As the Great War slowly came to what would be its end on November 11th, 1918, the Allies found themselves in the Hundred Days Offensive. It was the final period of World War One in which they launched a series of attacks. The Fifth Battle of Ypres was one of these final battles in which the Allies made significant progress.
German morale had waned significantly since the Spring Offensive in July. This coupled with reinforcements from America, who joined the Allies in the war in the summer of 1917, provided Allied troops with the perfect opportunity for a powerful attack.
As dawn approached on the 28th of September the Allied troops sprang into action at 5:30am on the muddy land of Flanders Fields in Ypres, Belgium.

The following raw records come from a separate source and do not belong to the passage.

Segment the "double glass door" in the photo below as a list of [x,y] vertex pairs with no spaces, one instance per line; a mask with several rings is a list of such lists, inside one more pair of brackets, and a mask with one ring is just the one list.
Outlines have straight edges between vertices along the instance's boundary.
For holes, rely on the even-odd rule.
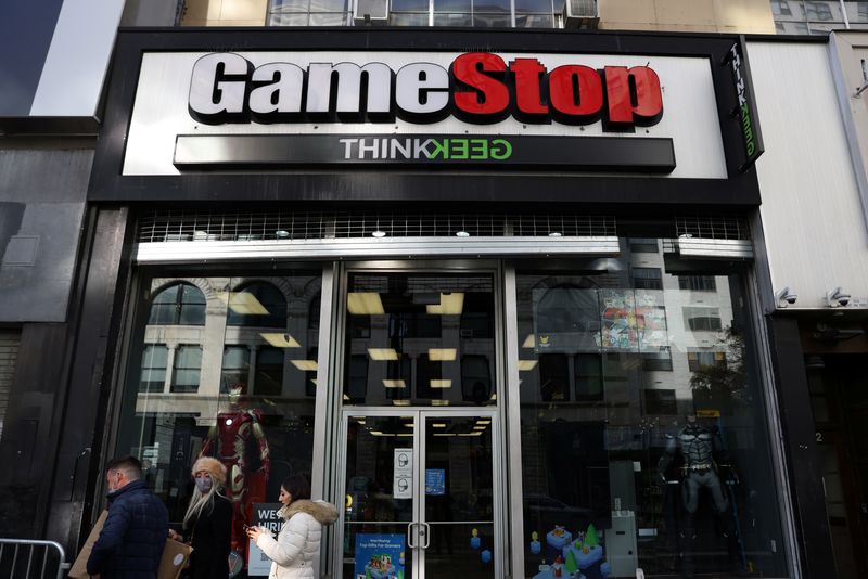
[[502,577],[494,410],[343,414],[345,579]]

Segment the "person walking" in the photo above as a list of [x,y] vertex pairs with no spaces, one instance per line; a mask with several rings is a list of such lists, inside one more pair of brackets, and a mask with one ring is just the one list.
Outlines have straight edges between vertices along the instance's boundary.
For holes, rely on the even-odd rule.
[[226,579],[232,538],[232,503],[220,492],[226,486],[226,466],[203,456],[193,463],[191,474],[195,488],[183,516],[183,533],[169,529],[169,537],[186,539],[193,548],[190,579]]
[[108,516],[93,543],[87,570],[100,579],[156,579],[169,513],[142,479],[138,459],[108,462]]
[[269,579],[312,579],[322,527],[337,519],[337,509],[326,501],[311,501],[310,483],[301,475],[283,481],[278,500],[283,504],[278,515],[284,519],[278,538],[258,527],[248,528],[247,536],[271,559]]

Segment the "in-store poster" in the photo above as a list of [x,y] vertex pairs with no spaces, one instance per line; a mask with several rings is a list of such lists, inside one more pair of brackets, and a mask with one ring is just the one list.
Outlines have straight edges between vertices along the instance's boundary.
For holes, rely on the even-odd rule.
[[[263,527],[271,531],[271,536],[277,538],[283,519],[278,516],[278,511],[283,506],[280,503],[253,503],[252,527]],[[247,577],[268,576],[271,570],[271,559],[265,556],[256,543],[247,539],[250,549],[247,551]]]
[[405,536],[356,535],[355,579],[404,579]]

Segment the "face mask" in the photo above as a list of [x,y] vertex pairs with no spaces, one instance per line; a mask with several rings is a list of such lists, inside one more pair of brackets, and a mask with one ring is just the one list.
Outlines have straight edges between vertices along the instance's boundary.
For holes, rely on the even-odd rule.
[[206,476],[196,478],[196,488],[199,489],[199,492],[202,492],[203,494],[210,490],[212,485],[214,485],[214,483],[212,483],[210,478]]

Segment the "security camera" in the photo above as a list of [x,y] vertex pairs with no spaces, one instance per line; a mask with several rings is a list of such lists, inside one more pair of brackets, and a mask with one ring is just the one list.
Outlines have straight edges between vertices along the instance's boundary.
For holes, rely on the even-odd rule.
[[847,304],[850,304],[850,294],[845,294],[840,287],[826,292],[826,305],[830,308],[844,308]]
[[799,295],[791,292],[789,286],[775,294],[775,297],[778,300],[778,306],[781,308],[792,306],[795,304],[795,300],[799,299]]

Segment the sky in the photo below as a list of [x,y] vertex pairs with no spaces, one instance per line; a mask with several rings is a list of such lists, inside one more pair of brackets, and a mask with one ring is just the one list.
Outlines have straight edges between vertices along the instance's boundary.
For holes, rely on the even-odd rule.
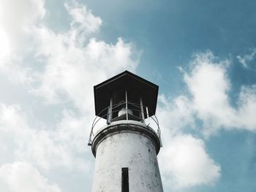
[[256,1],[0,0],[0,191],[91,191],[93,86],[159,86],[165,191],[256,191]]

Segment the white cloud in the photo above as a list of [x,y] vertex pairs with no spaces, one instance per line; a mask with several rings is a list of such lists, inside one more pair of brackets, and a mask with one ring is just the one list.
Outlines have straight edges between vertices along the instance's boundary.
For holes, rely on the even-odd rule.
[[86,117],[65,112],[56,130],[30,128],[18,106],[0,107],[0,164],[25,161],[46,171],[54,167],[89,171]]
[[[48,103],[72,101],[80,111],[91,112],[93,97],[88,90],[118,72],[135,69],[140,53],[133,45],[121,38],[113,45],[91,37],[99,31],[102,20],[86,6],[75,1],[65,4],[72,18],[70,28],[56,33],[42,20],[45,12],[43,1],[25,4],[18,12],[25,18],[15,25],[23,43],[10,42],[16,35],[0,24],[1,33],[8,34],[0,72],[12,82],[25,85],[31,93],[43,96]],[[31,11],[34,6],[38,7]],[[18,13],[16,17],[21,17]],[[8,14],[4,12],[2,17]]]
[[190,64],[192,69],[185,73],[184,81],[192,96],[189,104],[203,121],[206,135],[220,128],[256,131],[255,85],[242,86],[234,107],[229,96],[229,61],[221,61],[207,52],[195,55]]
[[238,55],[236,58],[238,61],[242,64],[244,68],[248,68],[249,62],[255,59],[256,55],[256,48],[252,49],[250,54],[246,54],[244,55]]
[[165,191],[214,185],[220,177],[220,166],[207,153],[203,140],[184,134],[184,128],[195,126],[191,101],[185,96],[172,99],[161,95],[159,101],[157,114],[163,147],[158,158]]
[[206,152],[203,141],[191,135],[169,138],[159,159],[167,190],[213,185],[220,177],[220,166]]
[[31,165],[24,162],[6,164],[0,166],[0,190],[4,192],[61,192]]

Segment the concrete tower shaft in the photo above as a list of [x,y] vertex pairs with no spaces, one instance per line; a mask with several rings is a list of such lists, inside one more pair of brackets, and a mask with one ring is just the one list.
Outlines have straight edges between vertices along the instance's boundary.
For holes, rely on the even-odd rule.
[[[95,115],[89,145],[96,158],[93,192],[162,192],[157,155],[158,86],[125,71],[94,86]],[[155,131],[146,125],[151,118]],[[107,123],[95,128],[99,120]]]
[[[163,191],[157,158],[159,148],[158,136],[145,123],[119,120],[103,128],[92,142],[92,191]],[[127,178],[122,174],[125,168]],[[124,191],[124,180],[129,191]]]

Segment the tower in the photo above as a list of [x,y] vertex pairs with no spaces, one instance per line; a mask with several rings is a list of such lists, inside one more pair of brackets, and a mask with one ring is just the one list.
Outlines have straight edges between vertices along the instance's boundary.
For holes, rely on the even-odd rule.
[[[125,71],[94,89],[97,118],[89,141],[96,158],[92,191],[163,191],[154,115],[158,86]],[[101,120],[107,123],[99,128]],[[149,126],[153,123],[154,128]]]

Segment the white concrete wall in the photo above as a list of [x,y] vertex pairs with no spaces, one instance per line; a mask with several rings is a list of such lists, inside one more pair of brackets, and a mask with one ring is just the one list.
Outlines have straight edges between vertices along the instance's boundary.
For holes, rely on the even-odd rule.
[[162,191],[155,147],[147,137],[122,132],[97,147],[93,192],[121,192],[121,168],[129,168],[130,192]]

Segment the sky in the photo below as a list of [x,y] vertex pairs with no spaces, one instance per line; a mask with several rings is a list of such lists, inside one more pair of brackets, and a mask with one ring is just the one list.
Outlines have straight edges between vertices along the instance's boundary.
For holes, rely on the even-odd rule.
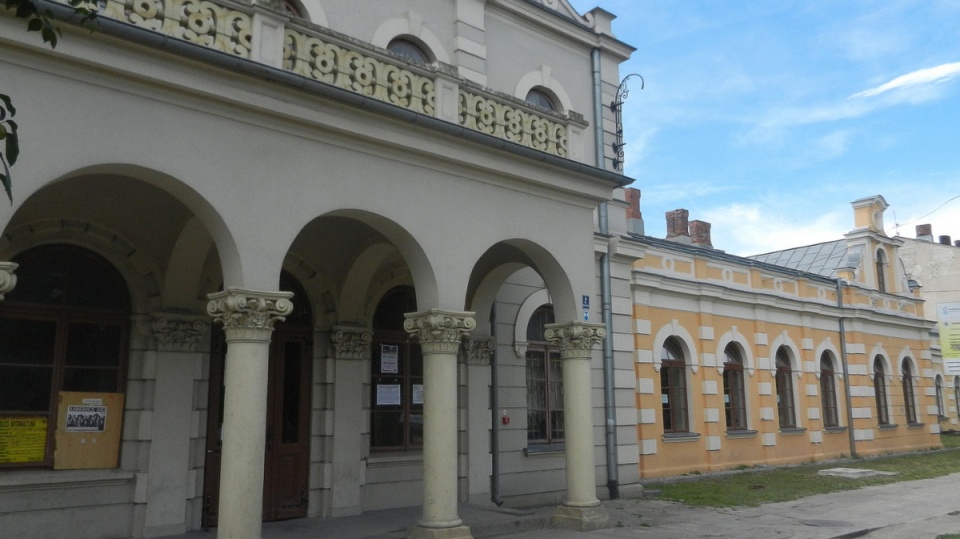
[[841,239],[882,195],[888,235],[960,239],[960,1],[571,0],[617,15],[625,173],[646,234],[685,208],[713,246]]

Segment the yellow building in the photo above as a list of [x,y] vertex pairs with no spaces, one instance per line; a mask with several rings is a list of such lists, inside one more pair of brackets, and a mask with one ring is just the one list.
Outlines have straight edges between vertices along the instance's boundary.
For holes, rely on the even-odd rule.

In total, there were 10 British divisions, 12 Belgian and 6 French. The plan was to attack German defences over as wide a front as possible, with each countries’ divisions attacking from a different angle. Unfortunately for the German soldiers present, they only had around, if not less than, 5 divisions as a defence against the attack.
The Allies quickly began to see progress, taking back land at Westhoek only 3 hours into battle. Not all of their progress was this easy however, and they met particular resistance at Anzac Ridge. To counter this, they set off smoke shells. This allowed the Allies to successfully attack the isolated pillboxes that German troops had fortified in the area.
As night fell on the first day of attacks, Allied troops had made a total progress of 6 miles and recaptured most of the land at Passchendaele. The next day troops faced heavy rainfall, a common issue when battling in Ypres, which turned the already muddy land into a squelchy mess. This made further advances more of a struggle, causing transport issues and delaying the delivery of important resources to the front line.
Despite this, the Allies continued on to day two of the offensive, September 29th, where they also managed to secure the majority of the high land in Ypres. Sadly, while the battle had been going in their favour, they began to find their supplies running low, meaning they would soon have to stop the battle. Knowing this, the Allies bravely continued the major offensive in incredibly cold and damp conditions until there were not enough resources left on October 2nd.
By the end of the battle, the condition of the land surrounding them was so bad that roughly 15,000 rations had to be dropped by parachute from planes. British troops had also found themselves in a favourable position to break through Germany’s Hindenberg Line at Bellicourt Tunnel. It contained a canal spanning 6,256 yards, connecting Cambrai and St. Quentin, this was where The Battle of Bellicourt Tunnel would ensue.
The British 46th North Midland Division stormed the area. There they found themselves up against tough German defences who used the barges in the tunnel as a shelter for their reserves and had a strategically placed dugout on the other side.
It was this key moment in time that would help lead the Allies to victory and break through German defences once and for all.